IS: Yes, yes, Bernard Knox. He was really a very good man, distinguished. But now it is also under another distinguished scholar, Gregory Nagy. Do you know why? – because he brings something new to the study of Greek poetry, because he is a trained linguist. I mean linguist in the strict sense of the science of linguistics, and he is abreast of all of the breakthroughs in the discipline of linguistics, so he’s applying all this to the study of Greek classical poetry. And he’s married to a lady who’s an Iranist, Holly.
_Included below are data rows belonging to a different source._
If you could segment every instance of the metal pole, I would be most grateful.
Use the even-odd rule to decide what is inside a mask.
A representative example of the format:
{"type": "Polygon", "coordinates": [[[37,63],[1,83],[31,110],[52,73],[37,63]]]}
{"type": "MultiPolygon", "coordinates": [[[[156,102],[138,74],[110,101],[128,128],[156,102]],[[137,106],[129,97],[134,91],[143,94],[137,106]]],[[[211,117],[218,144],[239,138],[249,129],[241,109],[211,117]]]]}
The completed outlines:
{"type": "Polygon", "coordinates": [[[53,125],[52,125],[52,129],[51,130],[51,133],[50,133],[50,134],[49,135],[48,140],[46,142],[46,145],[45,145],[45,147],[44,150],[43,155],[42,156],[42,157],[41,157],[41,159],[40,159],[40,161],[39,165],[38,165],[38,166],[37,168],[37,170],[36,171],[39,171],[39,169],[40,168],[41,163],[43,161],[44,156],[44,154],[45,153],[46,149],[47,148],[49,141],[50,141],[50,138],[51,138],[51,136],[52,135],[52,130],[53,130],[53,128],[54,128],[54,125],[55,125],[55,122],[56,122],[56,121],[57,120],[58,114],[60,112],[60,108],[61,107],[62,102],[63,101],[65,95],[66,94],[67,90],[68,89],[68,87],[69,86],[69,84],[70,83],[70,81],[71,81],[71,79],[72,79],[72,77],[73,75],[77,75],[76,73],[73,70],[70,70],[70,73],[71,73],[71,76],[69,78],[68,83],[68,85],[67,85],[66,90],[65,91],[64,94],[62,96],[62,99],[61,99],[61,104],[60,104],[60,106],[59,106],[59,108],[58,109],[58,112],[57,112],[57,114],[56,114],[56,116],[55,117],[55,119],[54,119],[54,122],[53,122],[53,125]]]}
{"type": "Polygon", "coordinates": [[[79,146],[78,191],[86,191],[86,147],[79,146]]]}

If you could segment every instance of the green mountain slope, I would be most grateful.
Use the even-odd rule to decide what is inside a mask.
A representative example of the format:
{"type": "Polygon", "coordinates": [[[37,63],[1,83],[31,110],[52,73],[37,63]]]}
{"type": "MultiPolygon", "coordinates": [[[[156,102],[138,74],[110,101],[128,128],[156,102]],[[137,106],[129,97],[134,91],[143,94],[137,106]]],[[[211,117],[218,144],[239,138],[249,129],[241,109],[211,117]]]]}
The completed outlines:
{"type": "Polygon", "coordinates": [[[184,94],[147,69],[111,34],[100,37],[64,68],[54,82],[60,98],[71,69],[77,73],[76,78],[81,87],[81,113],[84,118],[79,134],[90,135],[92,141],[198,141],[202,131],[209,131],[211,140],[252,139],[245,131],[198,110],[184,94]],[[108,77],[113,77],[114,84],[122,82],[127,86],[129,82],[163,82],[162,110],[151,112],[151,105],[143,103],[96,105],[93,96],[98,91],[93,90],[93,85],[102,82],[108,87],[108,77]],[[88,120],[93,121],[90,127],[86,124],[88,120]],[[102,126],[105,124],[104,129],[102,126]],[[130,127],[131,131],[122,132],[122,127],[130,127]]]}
She is also a very good scholar in Iranian studies; she wrote on the epic of the Persians, the Shāhnāmé.

So, Greg is a distinguished director, and I think he justifies that the center deals with classical Hellenism, although I hope that he will pay some attention to the Hellenistic period, because it is the child of classical Hellenism, after the torch of Hellenism was carried by Alexander.

As I told you, I have a great love for Alexander, because I did him as a special subject in Oxford, and I always read Arrian, his inspiring history of Alexander, in my study of Christian theology and its relations to the Koran. Few people realize that Alexander contributed one of the most important words for Christian theology, and no one I think has mentioned this: the word logos! You know, the word logos which appears in not the Synoptic Gospel, but the Gospel of St. John; we owe to Alexander. If Greek had not spread, the word logos would not have been at the disposal of Christian theologians for dealing with the mystery of the incarnation and the mystery of Christ’s being the logos. When you translate it into English as “the word,” it loses its meaning, it doesn’t mean “the word,” it means both “word” and “reason” only in Greek, and when you translate it into Arabic as kalimah, it spreads theological confusion.
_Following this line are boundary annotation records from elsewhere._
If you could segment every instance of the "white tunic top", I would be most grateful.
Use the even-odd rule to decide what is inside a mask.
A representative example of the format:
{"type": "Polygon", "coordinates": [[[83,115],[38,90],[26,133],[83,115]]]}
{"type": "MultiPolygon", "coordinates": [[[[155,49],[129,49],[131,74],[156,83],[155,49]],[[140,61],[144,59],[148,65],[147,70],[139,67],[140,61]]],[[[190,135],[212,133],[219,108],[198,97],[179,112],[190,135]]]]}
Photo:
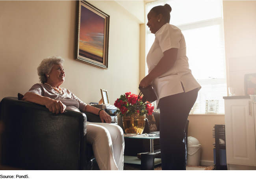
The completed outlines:
{"type": "Polygon", "coordinates": [[[152,85],[158,100],[164,97],[198,88],[201,86],[193,76],[189,69],[186,55],[186,43],[181,31],[176,27],[166,23],[157,31],[156,38],[147,57],[149,73],[163,56],[163,53],[171,48],[178,49],[177,59],[173,66],[167,72],[153,80],[152,85]]]}

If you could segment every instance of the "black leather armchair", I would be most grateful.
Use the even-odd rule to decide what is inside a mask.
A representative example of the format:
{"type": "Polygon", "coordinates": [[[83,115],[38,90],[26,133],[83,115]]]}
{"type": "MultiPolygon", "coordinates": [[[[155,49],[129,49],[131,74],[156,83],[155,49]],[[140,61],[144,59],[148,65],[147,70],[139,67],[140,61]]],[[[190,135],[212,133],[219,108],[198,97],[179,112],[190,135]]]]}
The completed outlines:
{"type": "Polygon", "coordinates": [[[56,115],[45,106],[4,98],[0,103],[1,165],[28,170],[98,170],[85,133],[87,121],[101,122],[98,116],[83,113],[66,110],[56,115]]]}

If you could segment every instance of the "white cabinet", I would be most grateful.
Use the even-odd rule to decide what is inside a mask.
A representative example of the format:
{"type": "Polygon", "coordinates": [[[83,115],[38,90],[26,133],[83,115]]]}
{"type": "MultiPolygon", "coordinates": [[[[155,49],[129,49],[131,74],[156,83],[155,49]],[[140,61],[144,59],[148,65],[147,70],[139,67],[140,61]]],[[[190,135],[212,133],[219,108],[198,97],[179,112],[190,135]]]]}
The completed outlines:
{"type": "Polygon", "coordinates": [[[245,169],[245,166],[239,168],[241,165],[236,166],[232,165],[256,166],[254,122],[256,118],[254,116],[254,115],[256,116],[256,105],[254,106],[254,108],[250,99],[225,99],[226,153],[228,167],[231,165],[237,167],[234,169],[245,169]]]}

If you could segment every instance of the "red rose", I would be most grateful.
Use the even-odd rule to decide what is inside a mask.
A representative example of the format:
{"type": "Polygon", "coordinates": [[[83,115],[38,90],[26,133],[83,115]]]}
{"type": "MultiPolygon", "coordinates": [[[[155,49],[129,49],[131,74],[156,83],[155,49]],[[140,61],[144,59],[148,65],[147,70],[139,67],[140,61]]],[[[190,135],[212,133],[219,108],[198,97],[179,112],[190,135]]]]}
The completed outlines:
{"type": "Polygon", "coordinates": [[[132,94],[130,95],[129,97],[128,97],[128,102],[131,105],[133,105],[136,103],[137,98],[137,95],[135,95],[134,94],[132,94]]]}
{"type": "Polygon", "coordinates": [[[152,104],[146,104],[145,106],[146,107],[146,109],[148,111],[148,115],[152,115],[154,112],[154,107],[152,106],[152,104]],[[148,105],[147,106],[147,105],[148,105]]]}
{"type": "Polygon", "coordinates": [[[127,110],[128,110],[128,109],[125,107],[124,106],[122,107],[122,108],[120,109],[120,111],[121,111],[121,113],[122,113],[122,114],[124,114],[126,112],[127,110]]]}
{"type": "Polygon", "coordinates": [[[129,93],[127,92],[125,93],[125,97],[126,99],[128,98],[128,96],[131,94],[131,92],[129,92],[129,93]]]}

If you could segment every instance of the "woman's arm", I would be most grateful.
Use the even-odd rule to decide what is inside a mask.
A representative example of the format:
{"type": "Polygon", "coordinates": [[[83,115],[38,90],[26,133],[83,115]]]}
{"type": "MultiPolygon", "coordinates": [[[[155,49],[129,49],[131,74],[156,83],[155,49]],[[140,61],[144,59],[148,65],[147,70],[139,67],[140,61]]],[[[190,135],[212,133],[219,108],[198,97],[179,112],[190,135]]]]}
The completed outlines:
{"type": "Polygon", "coordinates": [[[100,109],[97,108],[91,105],[87,105],[85,106],[83,111],[88,113],[91,113],[96,115],[99,115],[100,118],[102,122],[104,122],[104,120],[107,123],[111,123],[111,117],[105,111],[102,110],[100,112],[99,115],[99,111],[100,109]]]}
{"type": "Polygon", "coordinates": [[[148,86],[154,79],[171,68],[176,61],[178,50],[177,48],[171,48],[164,52],[163,56],[152,71],[141,80],[139,86],[148,86]]]}
{"type": "Polygon", "coordinates": [[[64,113],[66,106],[60,101],[54,100],[47,97],[28,92],[25,94],[22,100],[25,101],[33,102],[37,104],[45,105],[52,113],[59,114],[64,113]]]}

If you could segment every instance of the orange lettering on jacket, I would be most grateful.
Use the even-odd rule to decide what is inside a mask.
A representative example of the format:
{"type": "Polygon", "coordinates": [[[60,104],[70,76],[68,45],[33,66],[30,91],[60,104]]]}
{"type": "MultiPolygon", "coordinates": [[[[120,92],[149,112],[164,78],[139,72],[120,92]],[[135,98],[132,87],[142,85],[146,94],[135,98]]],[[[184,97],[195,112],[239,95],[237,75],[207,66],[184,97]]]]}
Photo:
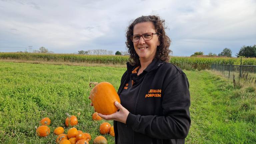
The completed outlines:
{"type": "Polygon", "coordinates": [[[129,84],[128,83],[125,84],[125,86],[124,87],[124,89],[127,89],[128,88],[128,85],[129,85],[129,84]]]}
{"type": "Polygon", "coordinates": [[[146,94],[145,98],[149,97],[161,97],[162,89],[150,89],[148,91],[148,93],[146,94]]]}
CW: We should take a break, because the tape is about to run out.

IS: Yes, we are about finished now. I have been thinking of answering two problems about Alexander: the question of the brotherhood of man. I have no doubt that the old controversy between Professor Tarn and Professor Badian, our distinguished scholar, whether Alexander wanted the brotherhood to be between the Persians and the Greeks or whether he wanted a universal brotherhood. I had delivered a Mellon lecture called “Mohammed and Alexander” thinking that Badian was correct. Now after so many years, I have come to the conclusion that Tarn is correct and I will deliver a lecture on the brotherhood of man as conceived by Alexander by bringing several new points not mentioned before in this controversy.

The other problem is Alexander’s sexual orientation. Many people have thought that Alexander was homosexual. I don’t think so. I have now so many new points which have never been brought even by Mr. Cartledge, the Cambridge historian who wrote so well on Alexander; there are so many elements which I think support the view that his sexual orientation was heterosexual.

Well, thank you for having me, and I enjoyed it. I think that my six volumes, which will soon be seven, and my three volumes published by Byzantion, I owe to Dumbarton Oaks and to Mrs. Bliss and Mr. Bliss. Dumbarton Oaks’s self-image has been “the most civilized square mile in America,” and I truly believe in that. Thank you for having me reminiscing on it. “Poetry is emotion recollected in tranquility,” as Wordsworth said.

CW: Thank you.

ABF: Thank you very much. You answered all our questions.